Medill freshman Rachael Harlan and her roommate planned to live on North Campus next year, but hours after receiving their housing priority numbers they learned that they would be living together — just not in the locale they initially had preferred.
The Pi Beta Phi members had been pulled into their sorority house.
According to a poll of Panhellenic Association officials and members, four of Northwestern’s 12 sororities conducted random lotteries two weeks ago to determine which members would fill the spaces left vacant in their sorority houses next year.
Alpha Delta Pi, Alpha Phi, Delta Delta Delta and Pi Beta Phi all reported a need to require members to live in the sorority house next year. These last-minute changes caused some freshmen pledges to quickly revise their housing plans.
Harlan said she was surprised at the arbitrary nature of her assignment to the house.
“We were pulled in by people picking a name out of a hat,” she said. “It was completely out of our control, which isn’t something you’d expect from a sorority.”
Although she said she wanted to live in her sorority eventually, Harlan said she would have preferred to live elsewhere her sophomore year.

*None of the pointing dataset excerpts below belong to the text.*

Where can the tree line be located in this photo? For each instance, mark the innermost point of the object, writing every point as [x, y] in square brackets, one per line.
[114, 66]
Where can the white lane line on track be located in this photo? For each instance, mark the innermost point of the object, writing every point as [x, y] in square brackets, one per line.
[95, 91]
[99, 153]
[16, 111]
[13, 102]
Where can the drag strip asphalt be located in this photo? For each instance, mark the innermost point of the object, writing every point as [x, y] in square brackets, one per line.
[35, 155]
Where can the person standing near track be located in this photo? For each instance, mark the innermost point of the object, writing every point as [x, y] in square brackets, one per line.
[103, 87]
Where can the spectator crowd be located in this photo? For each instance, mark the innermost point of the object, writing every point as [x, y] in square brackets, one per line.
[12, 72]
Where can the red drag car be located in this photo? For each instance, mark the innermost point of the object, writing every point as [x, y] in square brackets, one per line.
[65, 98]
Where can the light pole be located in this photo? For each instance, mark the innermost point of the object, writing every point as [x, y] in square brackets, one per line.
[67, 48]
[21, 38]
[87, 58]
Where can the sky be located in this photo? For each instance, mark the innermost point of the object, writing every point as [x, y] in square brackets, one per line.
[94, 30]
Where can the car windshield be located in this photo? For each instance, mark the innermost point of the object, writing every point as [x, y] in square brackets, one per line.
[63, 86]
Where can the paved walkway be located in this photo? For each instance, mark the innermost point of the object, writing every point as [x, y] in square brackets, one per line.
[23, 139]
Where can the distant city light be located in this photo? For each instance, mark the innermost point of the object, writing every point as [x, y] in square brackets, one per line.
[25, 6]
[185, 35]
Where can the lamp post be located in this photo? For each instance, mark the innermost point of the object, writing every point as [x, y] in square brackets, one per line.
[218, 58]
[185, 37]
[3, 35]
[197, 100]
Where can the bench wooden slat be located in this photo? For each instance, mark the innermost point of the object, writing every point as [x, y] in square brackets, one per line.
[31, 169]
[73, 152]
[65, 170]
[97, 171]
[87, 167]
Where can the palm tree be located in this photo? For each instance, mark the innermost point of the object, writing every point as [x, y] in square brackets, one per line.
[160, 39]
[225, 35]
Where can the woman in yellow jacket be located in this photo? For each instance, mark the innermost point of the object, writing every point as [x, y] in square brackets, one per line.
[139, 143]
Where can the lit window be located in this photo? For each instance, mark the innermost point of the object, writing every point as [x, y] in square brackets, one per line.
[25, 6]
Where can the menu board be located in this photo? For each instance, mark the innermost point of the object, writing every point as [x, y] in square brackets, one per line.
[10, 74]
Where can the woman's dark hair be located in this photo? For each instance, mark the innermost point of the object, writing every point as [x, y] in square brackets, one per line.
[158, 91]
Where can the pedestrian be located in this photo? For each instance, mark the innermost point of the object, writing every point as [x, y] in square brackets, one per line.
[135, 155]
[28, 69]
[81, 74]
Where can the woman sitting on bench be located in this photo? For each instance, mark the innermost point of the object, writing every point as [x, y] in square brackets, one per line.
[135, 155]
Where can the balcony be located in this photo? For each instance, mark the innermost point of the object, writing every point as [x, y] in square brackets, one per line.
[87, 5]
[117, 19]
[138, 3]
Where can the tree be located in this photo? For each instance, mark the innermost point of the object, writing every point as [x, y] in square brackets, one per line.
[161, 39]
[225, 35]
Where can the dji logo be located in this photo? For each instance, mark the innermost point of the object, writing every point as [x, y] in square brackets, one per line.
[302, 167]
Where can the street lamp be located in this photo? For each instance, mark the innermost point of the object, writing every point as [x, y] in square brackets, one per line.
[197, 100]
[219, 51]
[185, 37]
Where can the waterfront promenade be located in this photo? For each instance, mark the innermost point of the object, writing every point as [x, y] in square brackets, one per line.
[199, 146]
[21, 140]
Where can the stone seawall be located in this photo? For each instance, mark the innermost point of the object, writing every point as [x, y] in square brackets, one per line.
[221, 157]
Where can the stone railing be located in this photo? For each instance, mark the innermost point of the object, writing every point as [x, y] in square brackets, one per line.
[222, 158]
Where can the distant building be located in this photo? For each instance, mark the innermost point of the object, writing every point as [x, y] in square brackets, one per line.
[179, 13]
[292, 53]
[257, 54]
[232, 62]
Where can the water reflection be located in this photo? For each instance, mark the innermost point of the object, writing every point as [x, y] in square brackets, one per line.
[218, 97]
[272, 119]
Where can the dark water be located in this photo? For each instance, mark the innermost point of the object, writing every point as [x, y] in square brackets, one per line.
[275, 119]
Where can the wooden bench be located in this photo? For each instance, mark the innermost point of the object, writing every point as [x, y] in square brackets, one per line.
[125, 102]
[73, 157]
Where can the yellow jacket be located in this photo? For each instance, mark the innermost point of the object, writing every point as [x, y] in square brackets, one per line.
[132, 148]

“(My roommate and I) really wanted to live up north,” said Harlan, who currently lives in Shepard Residential College. “To get the whole college experience here is to live up north, to live down south, to live off-campus.”
Though Harlan said she initially had reservations about being pulled into her house, she now is looking forward to living in her sorority next year.

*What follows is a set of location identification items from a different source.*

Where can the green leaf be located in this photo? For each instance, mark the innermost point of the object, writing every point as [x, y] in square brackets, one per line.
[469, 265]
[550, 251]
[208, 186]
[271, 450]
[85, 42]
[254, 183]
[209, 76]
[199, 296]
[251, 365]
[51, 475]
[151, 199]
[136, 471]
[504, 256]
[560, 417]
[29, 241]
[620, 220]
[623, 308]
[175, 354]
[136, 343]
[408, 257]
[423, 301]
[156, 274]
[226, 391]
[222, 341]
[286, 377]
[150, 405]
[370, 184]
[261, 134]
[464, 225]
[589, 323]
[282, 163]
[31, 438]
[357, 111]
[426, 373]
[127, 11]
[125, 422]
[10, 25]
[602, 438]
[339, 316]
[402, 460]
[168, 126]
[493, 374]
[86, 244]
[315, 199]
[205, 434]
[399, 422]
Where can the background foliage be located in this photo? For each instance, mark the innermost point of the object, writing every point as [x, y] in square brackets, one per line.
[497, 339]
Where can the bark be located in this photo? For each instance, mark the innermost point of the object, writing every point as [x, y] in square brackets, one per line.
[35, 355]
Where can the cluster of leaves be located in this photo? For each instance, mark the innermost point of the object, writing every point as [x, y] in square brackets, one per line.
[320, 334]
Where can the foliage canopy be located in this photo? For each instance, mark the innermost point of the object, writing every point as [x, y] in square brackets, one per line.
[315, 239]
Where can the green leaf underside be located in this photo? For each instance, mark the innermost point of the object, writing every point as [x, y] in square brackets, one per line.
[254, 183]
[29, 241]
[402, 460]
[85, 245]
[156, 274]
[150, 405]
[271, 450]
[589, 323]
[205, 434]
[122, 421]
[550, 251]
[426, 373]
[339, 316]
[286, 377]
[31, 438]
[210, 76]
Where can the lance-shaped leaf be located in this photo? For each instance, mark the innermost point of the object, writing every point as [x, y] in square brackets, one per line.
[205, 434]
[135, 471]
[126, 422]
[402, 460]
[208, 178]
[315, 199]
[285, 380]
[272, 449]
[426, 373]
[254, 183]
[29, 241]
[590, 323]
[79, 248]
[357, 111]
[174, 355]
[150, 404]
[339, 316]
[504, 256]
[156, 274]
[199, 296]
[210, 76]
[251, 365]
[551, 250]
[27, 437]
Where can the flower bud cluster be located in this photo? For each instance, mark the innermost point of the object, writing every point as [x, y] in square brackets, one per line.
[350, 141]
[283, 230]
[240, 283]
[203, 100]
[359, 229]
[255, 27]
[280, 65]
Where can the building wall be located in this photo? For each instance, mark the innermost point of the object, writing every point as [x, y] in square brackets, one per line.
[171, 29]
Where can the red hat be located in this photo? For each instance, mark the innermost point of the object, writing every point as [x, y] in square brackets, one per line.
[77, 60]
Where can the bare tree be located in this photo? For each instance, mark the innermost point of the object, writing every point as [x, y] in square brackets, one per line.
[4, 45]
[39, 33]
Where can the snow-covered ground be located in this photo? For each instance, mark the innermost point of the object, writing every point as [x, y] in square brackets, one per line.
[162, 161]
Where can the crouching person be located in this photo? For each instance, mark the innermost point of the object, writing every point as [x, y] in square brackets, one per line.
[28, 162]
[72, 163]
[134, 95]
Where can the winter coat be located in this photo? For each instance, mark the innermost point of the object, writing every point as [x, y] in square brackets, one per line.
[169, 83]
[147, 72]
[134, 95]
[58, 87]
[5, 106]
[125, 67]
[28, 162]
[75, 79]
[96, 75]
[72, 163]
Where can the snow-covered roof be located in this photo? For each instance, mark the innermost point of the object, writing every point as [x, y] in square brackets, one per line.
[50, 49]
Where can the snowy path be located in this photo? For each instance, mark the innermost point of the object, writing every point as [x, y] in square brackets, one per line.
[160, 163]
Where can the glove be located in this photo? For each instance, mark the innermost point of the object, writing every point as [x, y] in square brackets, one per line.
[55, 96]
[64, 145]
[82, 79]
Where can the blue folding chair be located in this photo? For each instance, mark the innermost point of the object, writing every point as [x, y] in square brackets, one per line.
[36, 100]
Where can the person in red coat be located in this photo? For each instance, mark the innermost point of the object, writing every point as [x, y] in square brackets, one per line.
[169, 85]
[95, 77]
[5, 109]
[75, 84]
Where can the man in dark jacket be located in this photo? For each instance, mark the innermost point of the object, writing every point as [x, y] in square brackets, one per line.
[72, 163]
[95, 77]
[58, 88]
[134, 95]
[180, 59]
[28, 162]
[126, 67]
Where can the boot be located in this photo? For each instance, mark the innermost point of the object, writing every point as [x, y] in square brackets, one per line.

“It’s going to be a lot of fun,” Harlan said. “But it was just an inconvenience at the time.”
The roommate Education freshman Nikki Goldwater’s planned to live with next year discovered last Monday that she also had been pulled into the Alpha Phi house, which Goldwater said inconvenienced both women.
“We were going to live together next year,” Goldwater said. “We had the room that we wanted picked and everything. Now I’m kind of stuck.”
Goldwater — who now hopes to be assigned a single room — said her roommate was given the choice to live in the house or depledge her sorority. She said other women presented with this option chose not to live in the house, which Goldwater said probably caused her roommate’s late notification.
“There were people (in the sorority) who ended up depledging,” she said, “so I think people ended up getting in even later than Monday.”
Rachel Erwin, the president of A Phi, said a small pledge class forced her sorority to pull in six girls.
“We’ve never had to pull anyone in before,” she said. “Last year we had to have a lottery for the opposite reason.”
Laura Spencer, Panhel vice president for public relations, pointed to the inconsistent nature of pulling in members.
“I don’t think there’s any general trend,” she said. “The situation does vary. Sometimes you’re asking people to live in and sometimes you don’t have space. It’s a supply and demand thing.”
Spencer said she thought girls women who were asked to live in were presented with a viable housing option.
“I think it’s a very competitive alternative to dorms and off-campus apartments in terms of pricing, and I think it’s a really good experience,” she said.